Economics

A-B Bets Big on Excise Tax Relief

Most companies cut back their lobbying budgets but according to Aimee Duffy of The Motley Fool, Anheuser-Busch InBev is spending heavily in favor of two tax measures currently before Congress.

Readers of this blog are probably aware of the Brewers Excise and Economic Relief (BEER) Act of 2013, which would cut the federal beer tax in half, and give small brewers an even more generous tax break; and the Small Brewer Reinvestment and Expanding Workforce (Small BREW) Act of 2013, which would reduce the beer tax by 50 percent on the first 60,000 barrels and by 11 percent on each barrel beyond that.
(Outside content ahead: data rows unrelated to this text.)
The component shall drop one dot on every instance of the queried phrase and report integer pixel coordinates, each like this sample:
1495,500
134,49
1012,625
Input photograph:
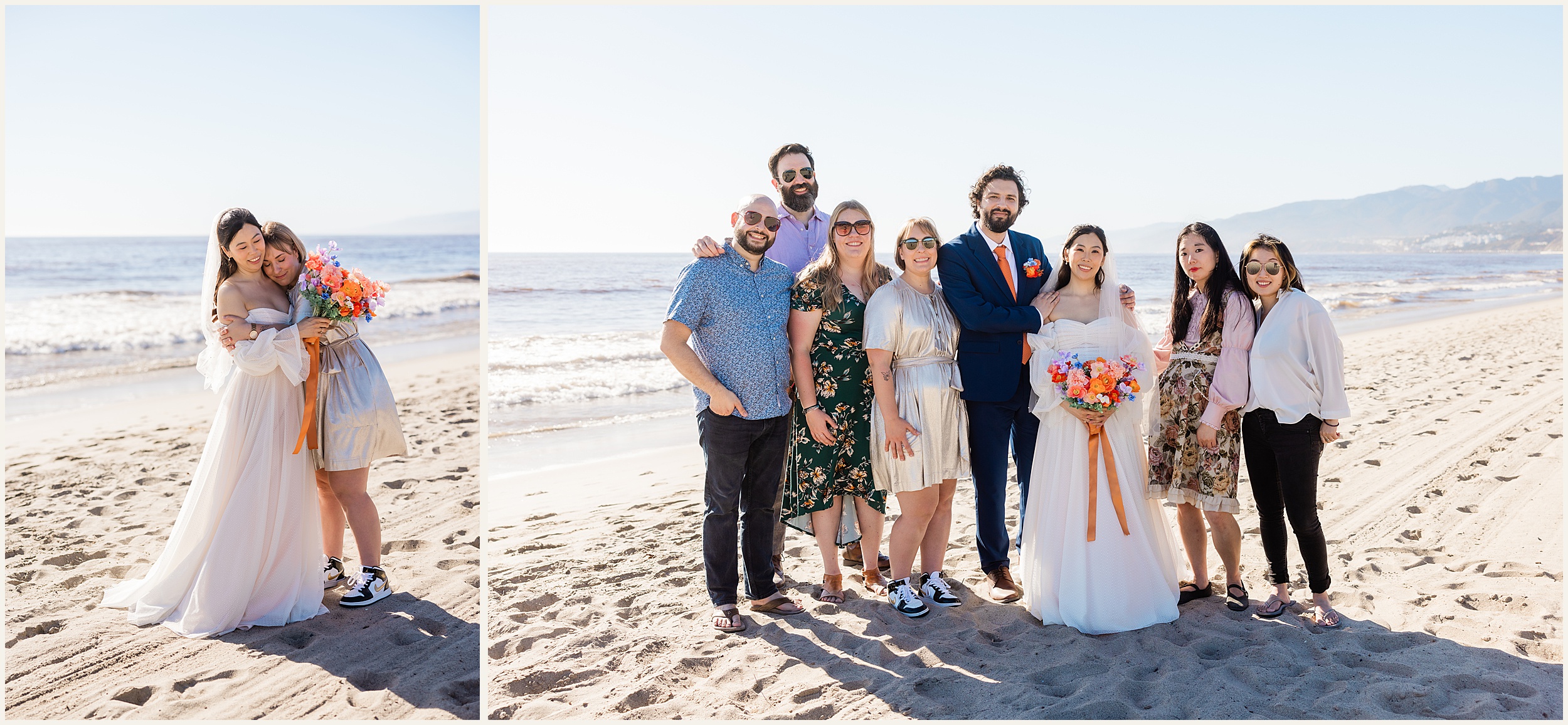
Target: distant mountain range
1522,214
According to the website govtrack.us, the BEER Act has zero chance of getting through Congress, and the Small BREW Act has only a 2-percent chance. In spite of those odds, A-B spent $4.3 million on lobbying, most of it to make sure these bills pass.

Duffy finds method in A-B’s madness. If the BEER Act passes, the company’s tax bill would drop by around $500 million a year–more than a 10,000 percent return on a $4.3 million lobbying investment.
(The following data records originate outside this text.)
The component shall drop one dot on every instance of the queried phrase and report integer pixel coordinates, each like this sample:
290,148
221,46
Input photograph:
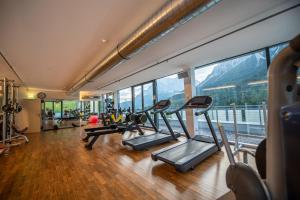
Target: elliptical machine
282,143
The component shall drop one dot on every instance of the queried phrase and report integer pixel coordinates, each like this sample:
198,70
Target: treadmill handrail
183,107
153,107
160,110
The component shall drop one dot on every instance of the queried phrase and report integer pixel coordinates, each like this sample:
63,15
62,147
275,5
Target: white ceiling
51,43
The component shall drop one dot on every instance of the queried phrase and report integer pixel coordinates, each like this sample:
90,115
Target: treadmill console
162,104
199,102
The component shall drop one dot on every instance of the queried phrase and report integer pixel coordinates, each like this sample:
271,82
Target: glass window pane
241,82
276,49
148,99
148,95
171,88
57,109
49,110
68,107
137,98
125,98
91,106
96,109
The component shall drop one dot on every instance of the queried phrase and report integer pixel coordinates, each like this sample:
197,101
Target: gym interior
150,99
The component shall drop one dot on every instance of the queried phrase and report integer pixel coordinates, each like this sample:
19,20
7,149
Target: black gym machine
132,123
The Friday Mash (Oregon Edition)

One hundred and fifty-five years ago today, Oregon was admitted to the Union as the 33rd state. An impressive 47 percent of the beer poured in the Beaver State is craft beer, most of it locally brewed; and Portland, the state’s largest city, has become a top destination for beer travelers.

And now….The Mash!

We begin in Pennsylvania where, after a 29-year hiatus, D. Yuengling & Son is again making ice cream. It’s so popular that the first 100,000-quart run rolled off the line ahead of schedule.

The Stochasticity Project has released its first beer, Grapefruit Slam IPA. The beer, which checks in at 8.2% ABV and 95 IBUs, will be available nationwide.
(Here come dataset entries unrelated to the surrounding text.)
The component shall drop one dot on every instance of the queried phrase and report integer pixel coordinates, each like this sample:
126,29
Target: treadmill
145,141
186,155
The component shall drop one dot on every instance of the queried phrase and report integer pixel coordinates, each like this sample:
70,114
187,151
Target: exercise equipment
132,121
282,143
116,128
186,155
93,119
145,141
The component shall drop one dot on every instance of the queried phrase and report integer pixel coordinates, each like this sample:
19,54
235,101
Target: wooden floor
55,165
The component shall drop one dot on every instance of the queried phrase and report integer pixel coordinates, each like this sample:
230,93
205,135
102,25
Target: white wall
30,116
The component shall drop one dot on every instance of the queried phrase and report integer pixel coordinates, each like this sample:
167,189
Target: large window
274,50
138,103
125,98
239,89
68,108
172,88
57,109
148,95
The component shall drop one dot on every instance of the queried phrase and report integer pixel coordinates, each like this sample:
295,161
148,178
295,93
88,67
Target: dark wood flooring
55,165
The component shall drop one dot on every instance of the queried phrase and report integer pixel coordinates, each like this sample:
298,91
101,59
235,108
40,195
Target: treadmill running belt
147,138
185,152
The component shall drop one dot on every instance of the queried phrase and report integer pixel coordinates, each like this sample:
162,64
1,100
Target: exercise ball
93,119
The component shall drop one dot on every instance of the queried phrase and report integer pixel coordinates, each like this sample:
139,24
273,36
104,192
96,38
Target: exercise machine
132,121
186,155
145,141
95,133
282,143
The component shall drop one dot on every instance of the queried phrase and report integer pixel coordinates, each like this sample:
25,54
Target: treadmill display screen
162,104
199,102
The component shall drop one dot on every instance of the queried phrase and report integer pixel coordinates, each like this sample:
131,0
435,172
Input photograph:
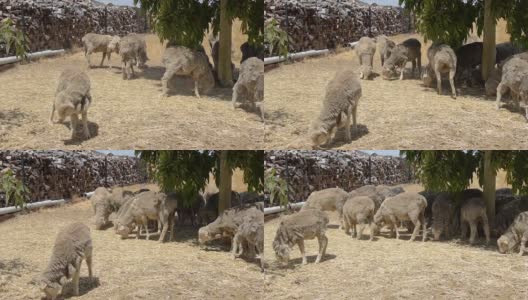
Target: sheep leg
301,248
524,239
323,242
73,124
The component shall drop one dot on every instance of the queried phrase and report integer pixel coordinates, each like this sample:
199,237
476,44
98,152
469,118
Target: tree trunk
488,53
225,183
225,75
489,186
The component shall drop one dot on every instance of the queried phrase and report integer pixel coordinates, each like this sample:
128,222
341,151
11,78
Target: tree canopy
451,21
185,22
188,171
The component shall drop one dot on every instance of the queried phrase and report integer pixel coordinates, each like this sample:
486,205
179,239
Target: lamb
149,206
406,206
409,50
365,49
227,224
72,245
342,97
358,211
516,235
442,59
249,88
251,233
385,47
515,79
183,61
73,98
133,48
106,44
294,229
442,210
471,212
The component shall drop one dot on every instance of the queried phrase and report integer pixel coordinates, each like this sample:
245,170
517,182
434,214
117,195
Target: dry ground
393,269
125,114
123,269
391,114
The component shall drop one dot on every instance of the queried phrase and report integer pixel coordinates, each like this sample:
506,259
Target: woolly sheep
72,98
183,61
342,97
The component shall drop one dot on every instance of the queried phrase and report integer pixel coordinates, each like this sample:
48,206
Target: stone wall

Bear Republic is the first brewery to buy the Eco-Volt system, which uses microbes to convert dissolved carbon in wastewater into biogas, which can be burned to make electricity or heat.

The Beer Store, Ontario’s provincial retail monopoly, warns that if grocery and convenience stores are allowed to sell beer, consumers will have to pay an extra C$10 (U.S. $9) a case.

Francis Rossi and Rick Parfitt, who performed as Status Quo, are the latest celebrity beer makers. Piledriver ale, named for their 1972 album, is brewed by Wychwood Brewery of Oxfordshire.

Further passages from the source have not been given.